Cleaning up air pollution in China can reduce rainfall in parts of India. That finding comes from researchers at the University of Reading, who used 10 climate models to map how pollution cuts in one country affect the monsoon in another.
The research was published this month in Environmental Research: Climate. It is part of a project called RAMIP, which involved thousands of computer runs carried out by climate science teams around the world.
Air pollution blocks sunlight from reaching the Earth's surface. When a region cuts its pollution, more sunlight gets through, which warms the surface and strengthens monsoon circulation.
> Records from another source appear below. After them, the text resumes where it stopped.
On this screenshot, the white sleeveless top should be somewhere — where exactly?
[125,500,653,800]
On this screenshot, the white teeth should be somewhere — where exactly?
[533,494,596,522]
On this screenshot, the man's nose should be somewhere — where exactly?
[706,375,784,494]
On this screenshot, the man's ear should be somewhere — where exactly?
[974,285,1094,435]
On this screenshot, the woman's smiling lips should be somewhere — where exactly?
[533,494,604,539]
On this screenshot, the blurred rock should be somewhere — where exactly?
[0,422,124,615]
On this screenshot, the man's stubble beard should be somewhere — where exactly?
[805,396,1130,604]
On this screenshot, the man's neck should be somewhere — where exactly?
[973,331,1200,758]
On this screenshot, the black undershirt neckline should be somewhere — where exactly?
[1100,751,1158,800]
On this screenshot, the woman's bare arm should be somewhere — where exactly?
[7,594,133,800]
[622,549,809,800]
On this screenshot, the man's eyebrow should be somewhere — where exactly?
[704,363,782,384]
That is good news for the region doing the cleaning. But the study found the effects can travel far.
According to Phys.org, when China and the rest of East Asia cut pollution, surface temperatures in that region rise by up to one degree Celsius, and daily rainfall increases by 0.20 millimeters during the summer monsoon season. For India, the same pollution cuts work in reverse. Wind patterns connecting the two regions across thousands of miles can reduce rainfall by 0.2 to 0.6 millimeters a day over parts of west-central and eastern India.
Ankit Bhandekar, the study's lead author, explained the stakes plainly. "Cleaning up pollution is good news almost everywhere it happens, but our findings show one country's clean-air plan can quietly cost another country's rain," he said. "Millions of farmers across India depend on monsoon rain that starts with decisions made thousands of miles away. If China and India coordinate their air quality plans, rather than acting in isolation, they have a better chance of avoiding these unintended trade-offs."
The numbers show why coordination matters. When pollution is cleaned up everywhere, all-India rainfall rises by 0.28 millimeters per day. When only South Asia cleans up, the increase is 0.19 millimeters per day. That is roughly 50% more rain under the global scenario. Increases are largest over the northern Bay of Bengal, the Western Ghats, and the Indo-Gangetic Plains, the stretch of land running from Pakistan through northern India to Bangladesh.
Researchers say the next step is understanding not just how much rain falls, but when it falls and how intense individual storms become. Those details will matter most for farmers and water planners trying to prepare for what comes next.